Colombian Senate President Roy Barreras called on Vice President Angelino Garzon, to explain his alleged support for establishing a national governmeny body, which would allow a committee of popularly-elected delegates to change the constitution, reported Colombian media Wednesday.
Confusion has ensued since Tuesday when reports surfaced that Vice President Garzon called U Party Senator Juan Carlos Velez, a loyalist of former Colombian President Alvaro Uribe, to endorse a national constituent assembly to amend the constitution.
The assembly would be comprised of a committee of delegates chosen by the Colombian electorate, charged with making potential constitutional changes based on a majority vote. A constituent assembly has not been convoked in Colombia since 1991, which passed the country’s current constitution.
A national constituent assembly is one of only three mechanisms, along with a congressional vote and referendum, that may be employed to change Colombia’s constitution.
As various political interests stand to benefit from constitutional amendments, the exact purpose of the national constituent assembly is unknown. Critics of Alvaro Uribe have claimed a constitutional amendment would simply be a backdoor that would allow him a third tilt at the presidency. Uribe dismissed this idea Wednesday, calling it a “smokescreen” by his opponents.
Garzon allegedly supports the idea of a constituent assembly as a way to address judicial reform, following the recently-failed justice reform bill that congress approved, before President Santos scrapped it after last-minute unconstitutional changes were made behind closed doors.

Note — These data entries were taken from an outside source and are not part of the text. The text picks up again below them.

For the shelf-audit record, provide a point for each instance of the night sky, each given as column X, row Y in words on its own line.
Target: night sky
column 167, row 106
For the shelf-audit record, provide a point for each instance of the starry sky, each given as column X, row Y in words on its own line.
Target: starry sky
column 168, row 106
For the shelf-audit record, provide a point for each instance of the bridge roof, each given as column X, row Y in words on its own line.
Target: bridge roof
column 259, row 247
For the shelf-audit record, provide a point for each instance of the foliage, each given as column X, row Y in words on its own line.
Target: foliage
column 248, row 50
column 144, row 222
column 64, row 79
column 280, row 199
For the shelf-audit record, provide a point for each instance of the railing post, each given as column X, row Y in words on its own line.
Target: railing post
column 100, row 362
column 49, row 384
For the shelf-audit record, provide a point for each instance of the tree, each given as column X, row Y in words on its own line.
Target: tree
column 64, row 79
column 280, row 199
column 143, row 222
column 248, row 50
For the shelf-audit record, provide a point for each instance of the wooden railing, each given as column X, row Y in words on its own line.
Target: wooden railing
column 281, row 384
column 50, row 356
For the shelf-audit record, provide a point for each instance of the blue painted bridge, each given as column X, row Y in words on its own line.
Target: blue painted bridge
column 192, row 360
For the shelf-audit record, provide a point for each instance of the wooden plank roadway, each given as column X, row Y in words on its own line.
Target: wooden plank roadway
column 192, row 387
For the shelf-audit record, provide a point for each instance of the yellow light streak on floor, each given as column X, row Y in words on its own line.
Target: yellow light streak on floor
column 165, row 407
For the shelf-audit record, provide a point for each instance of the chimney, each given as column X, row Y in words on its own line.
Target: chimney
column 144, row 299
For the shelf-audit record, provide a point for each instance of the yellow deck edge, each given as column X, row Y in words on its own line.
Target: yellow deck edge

Garzon’s potential support for the constituent assembly is significant insofar as it would place him at odds with President Juan Manuel Santos, indicating a serious rift in the U Party, to which both he and Santos are members. Santos publically opposed such a move on July 20, calling attempts to change the constitution via a national constituent assembly or referendum as, “inconvenient and dangerous,” and warning”we know where [the changes] start but not where they end.”
Rumors questioning the vice president’s mental facilities have recently emerged in the Colombian media, as Garzon only recently reported back to work after spending several weeks in intensive care recovering from a stroke he suffered in June.